- Born: May 30, 1823 Kentucky, United States
- Died: August 16, 1851 (aged 27) Havana, Cuba
- Alma mater: West Point
- Relatives: Thomas Theodore Crittenden (brother)
- Military career
- Allegiance: United States Lopez filibusters
- Branch: United States Army
- Conflicts: Mexican–American War Lopez Expedition

= William Logan Crittenden =

United States Army officer and adventurer

Colonel William Logan Crittenden (May 30, 1823 – August 16, 1851) was a United States Army officer who fought in the Mexican–American War and later accompanied Narciso López's 1851 filibustering Lopez Expedition in Cuba. He was captured by Spanish forces and executed in Havana on August 16, 1851.

== Early life ==
Crittenden was born to Henry and Anna Marie (Allen) Crittenden in 1823. His brother was Thomas Theodore Crittenden, who became Governor of Missouri in 1881 and issued a bounty for Jesse James. At the time of Crittenden's participation in the López expedition, his uncle, John J. Crittenden, was serving as Attorney General of the United States.
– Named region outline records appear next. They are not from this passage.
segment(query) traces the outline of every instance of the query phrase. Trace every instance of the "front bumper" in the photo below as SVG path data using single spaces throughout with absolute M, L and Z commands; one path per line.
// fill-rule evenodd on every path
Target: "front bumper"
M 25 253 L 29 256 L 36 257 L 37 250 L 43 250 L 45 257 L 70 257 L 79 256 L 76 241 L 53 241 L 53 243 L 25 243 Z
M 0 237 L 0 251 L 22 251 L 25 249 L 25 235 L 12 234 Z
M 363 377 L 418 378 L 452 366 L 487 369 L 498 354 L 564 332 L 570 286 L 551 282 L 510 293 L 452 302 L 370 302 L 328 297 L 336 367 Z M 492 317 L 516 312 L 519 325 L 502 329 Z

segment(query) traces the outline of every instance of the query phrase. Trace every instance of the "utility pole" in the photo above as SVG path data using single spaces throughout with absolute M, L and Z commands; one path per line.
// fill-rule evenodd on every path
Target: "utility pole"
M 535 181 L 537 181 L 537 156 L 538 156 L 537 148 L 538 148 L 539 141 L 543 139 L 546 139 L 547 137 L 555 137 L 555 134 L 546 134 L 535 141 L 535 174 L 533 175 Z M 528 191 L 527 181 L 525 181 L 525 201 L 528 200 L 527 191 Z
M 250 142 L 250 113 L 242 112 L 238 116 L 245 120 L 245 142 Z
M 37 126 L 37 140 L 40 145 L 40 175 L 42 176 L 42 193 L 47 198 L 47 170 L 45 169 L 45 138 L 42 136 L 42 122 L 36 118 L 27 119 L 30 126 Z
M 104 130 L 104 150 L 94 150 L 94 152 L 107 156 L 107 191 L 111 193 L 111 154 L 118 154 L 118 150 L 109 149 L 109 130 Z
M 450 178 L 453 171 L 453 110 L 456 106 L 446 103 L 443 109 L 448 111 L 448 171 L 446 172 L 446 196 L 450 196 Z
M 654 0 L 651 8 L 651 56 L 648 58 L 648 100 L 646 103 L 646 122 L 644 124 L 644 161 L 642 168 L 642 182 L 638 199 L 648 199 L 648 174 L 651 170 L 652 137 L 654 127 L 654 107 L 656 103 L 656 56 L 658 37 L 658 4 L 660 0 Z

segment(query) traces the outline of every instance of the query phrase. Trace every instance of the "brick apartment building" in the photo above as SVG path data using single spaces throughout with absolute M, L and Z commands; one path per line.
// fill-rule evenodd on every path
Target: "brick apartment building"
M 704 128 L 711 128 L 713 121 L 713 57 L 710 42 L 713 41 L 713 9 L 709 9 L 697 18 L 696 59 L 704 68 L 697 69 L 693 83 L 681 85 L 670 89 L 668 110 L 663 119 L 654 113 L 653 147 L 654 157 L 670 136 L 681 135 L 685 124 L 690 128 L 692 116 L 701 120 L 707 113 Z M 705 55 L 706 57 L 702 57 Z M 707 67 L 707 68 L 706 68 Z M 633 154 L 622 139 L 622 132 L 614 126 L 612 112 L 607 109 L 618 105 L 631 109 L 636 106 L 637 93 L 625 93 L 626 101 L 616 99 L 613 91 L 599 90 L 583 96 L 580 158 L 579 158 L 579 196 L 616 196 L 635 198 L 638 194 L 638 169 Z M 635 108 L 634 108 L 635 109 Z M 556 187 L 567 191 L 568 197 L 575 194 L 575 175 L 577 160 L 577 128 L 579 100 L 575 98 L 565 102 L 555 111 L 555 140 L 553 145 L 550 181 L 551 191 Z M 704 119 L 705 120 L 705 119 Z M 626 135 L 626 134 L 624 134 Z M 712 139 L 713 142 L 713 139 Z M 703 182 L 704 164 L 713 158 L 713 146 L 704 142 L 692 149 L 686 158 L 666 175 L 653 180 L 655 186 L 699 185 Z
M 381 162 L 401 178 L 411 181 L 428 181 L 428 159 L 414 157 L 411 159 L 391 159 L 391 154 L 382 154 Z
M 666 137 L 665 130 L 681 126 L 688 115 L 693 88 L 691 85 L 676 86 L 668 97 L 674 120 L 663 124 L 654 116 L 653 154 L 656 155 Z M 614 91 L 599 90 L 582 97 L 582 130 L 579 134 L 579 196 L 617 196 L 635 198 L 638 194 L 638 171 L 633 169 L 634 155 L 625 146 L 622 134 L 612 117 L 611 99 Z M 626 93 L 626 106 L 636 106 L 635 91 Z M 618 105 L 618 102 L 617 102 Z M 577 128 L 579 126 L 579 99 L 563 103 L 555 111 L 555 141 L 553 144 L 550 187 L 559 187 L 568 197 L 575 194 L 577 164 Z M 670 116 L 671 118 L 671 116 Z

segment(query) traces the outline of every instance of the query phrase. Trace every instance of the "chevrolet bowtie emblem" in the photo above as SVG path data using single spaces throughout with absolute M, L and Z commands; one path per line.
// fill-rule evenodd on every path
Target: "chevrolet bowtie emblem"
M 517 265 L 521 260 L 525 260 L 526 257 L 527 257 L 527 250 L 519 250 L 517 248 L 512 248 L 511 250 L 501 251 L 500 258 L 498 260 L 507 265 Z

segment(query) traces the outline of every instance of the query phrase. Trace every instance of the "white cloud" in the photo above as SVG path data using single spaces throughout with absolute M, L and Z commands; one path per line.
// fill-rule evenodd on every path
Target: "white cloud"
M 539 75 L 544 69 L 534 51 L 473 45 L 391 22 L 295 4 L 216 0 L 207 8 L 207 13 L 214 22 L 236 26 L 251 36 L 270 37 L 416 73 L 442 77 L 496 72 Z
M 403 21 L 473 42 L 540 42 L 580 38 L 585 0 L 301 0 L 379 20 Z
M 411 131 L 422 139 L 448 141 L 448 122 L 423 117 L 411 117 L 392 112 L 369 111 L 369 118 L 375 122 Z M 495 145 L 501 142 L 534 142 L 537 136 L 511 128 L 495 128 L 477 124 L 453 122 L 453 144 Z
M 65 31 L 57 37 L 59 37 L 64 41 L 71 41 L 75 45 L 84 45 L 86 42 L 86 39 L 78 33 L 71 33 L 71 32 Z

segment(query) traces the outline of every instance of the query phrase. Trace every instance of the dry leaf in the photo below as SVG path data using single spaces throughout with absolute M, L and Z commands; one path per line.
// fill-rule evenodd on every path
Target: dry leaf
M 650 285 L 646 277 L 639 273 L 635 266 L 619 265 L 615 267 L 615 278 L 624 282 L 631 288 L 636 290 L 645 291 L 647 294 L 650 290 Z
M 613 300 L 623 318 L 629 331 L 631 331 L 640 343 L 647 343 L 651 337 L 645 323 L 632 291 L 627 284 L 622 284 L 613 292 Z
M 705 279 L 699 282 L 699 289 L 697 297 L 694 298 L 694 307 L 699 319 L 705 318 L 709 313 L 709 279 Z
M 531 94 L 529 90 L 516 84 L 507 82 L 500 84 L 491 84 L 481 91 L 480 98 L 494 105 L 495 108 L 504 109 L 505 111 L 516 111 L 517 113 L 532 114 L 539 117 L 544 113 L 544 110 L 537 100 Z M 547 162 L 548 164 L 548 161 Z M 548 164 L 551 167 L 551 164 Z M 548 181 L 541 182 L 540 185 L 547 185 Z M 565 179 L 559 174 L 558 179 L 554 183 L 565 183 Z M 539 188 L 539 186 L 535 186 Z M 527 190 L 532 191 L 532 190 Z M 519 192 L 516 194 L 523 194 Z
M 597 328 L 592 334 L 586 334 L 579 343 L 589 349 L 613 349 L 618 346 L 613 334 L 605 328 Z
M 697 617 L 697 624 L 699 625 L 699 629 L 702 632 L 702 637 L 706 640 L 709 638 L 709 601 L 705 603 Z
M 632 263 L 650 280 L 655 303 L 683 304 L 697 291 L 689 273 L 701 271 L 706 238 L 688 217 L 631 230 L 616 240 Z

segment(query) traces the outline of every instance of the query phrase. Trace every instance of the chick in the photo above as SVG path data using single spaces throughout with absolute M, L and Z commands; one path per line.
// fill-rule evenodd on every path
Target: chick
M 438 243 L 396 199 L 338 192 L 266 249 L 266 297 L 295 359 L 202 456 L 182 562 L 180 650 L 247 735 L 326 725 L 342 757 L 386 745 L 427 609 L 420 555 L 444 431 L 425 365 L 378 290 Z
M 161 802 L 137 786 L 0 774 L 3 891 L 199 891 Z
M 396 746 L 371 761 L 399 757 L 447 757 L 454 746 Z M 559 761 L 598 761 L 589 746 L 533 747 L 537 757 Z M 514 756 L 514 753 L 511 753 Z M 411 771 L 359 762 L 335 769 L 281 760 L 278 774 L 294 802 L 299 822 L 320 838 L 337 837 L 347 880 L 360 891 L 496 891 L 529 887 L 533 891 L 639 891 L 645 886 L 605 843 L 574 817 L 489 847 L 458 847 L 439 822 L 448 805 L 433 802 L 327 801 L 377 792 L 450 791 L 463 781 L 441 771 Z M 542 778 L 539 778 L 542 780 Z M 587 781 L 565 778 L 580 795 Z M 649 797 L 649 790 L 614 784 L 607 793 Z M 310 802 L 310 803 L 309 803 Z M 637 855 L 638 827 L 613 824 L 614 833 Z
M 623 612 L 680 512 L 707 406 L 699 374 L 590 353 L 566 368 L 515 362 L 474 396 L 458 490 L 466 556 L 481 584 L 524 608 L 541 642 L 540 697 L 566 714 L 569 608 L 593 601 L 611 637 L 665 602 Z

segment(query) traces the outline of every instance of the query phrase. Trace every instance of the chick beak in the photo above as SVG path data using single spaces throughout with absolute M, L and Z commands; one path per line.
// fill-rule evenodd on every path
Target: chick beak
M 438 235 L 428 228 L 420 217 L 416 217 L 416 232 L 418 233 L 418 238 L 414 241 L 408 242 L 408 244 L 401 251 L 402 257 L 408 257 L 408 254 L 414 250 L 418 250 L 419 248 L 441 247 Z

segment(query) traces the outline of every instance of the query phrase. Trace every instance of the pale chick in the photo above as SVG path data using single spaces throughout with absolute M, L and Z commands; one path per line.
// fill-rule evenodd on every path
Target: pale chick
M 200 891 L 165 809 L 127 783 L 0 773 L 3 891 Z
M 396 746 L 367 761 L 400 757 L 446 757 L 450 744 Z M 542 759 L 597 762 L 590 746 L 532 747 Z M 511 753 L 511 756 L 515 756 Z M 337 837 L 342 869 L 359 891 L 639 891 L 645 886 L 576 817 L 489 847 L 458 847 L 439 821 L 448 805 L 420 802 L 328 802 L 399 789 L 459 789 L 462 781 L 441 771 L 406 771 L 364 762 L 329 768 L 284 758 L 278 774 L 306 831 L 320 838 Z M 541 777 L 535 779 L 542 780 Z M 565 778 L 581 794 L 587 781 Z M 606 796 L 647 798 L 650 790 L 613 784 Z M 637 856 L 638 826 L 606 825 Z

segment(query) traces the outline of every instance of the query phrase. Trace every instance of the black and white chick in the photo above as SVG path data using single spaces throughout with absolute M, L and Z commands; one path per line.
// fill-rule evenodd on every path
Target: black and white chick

Crittenden's paternal grandfather was John Crittenden, who served as a major with the Virginia militia in the American Revolution and was one of the first settlers in Kentucky. His maternal grandfather was John Allen, a Kentucky soldier who was killed in action at the Battle of Frenchtown in 1813. Through Allen, he was also a descendant of Benjamin Logan, an early Kentucky pioneer.

== Military career ==
Crittenden enrolled in the Military Academy at West Point in 1839. In October 1844, Crittenden viciously attacked cadet George H. Derby with a sword based on a perceived insult causing Derby to spend three weeks in the hospital. Although the superintendent requested his immediate expulsion, because of Crittenden's well-connected political family, he never faced a court martial. Because of his constant poor behavior, Crittenden took six years to graduate and in 1845, was the class "goat," the derisive name used for the cadet who was last academically.

After graduation, served in Company K, 5th U.S. Infantry, in the Mexican War. After the war, he resigned his commission and, in 1851, joined López's expedition to filibuster Cuba to expand slavery. The expedition departed New Orleans on August 3, 1851, on the steamer Pampero. The filibusters disembarked at the village of Morillos on August 12. Upon their arrival, however, they found little support among the local Cuban population and López traveled inland, leaving Crittenden in command of a force of 100 men. Spanish forces quickly surrounded Crittenden's troops, who desperately tried to escape the island in four small fishing boats. They were quickly captured by the Spanish steamer Habanero on the 15th. Crittenden and 50 of his men were taken to Havana and executed on August 16.

Americans in both the north and the south were infuriated when news of the executions reached the States. Even if they disapproved of the filibusters' breach of neutrality, many Americans saw the response of the Spanish officers as unnecessarily brutal. In New Orleans, growing anti-Spanish sentiment resulted in riots that attacked the Spanish consulate in the city. However, the U.S. government refused to officially protest Spain's actions, maintaining that the expedition had been an illegal operation.

Crittenden became a martyr and folk hero to the people in Kentucky in the years following his death. A popular story purported that he had refused to be blindfolded or kneel to his executioners, proclaiming that "A Kentuckian always faces his enemy and kneels only to his God."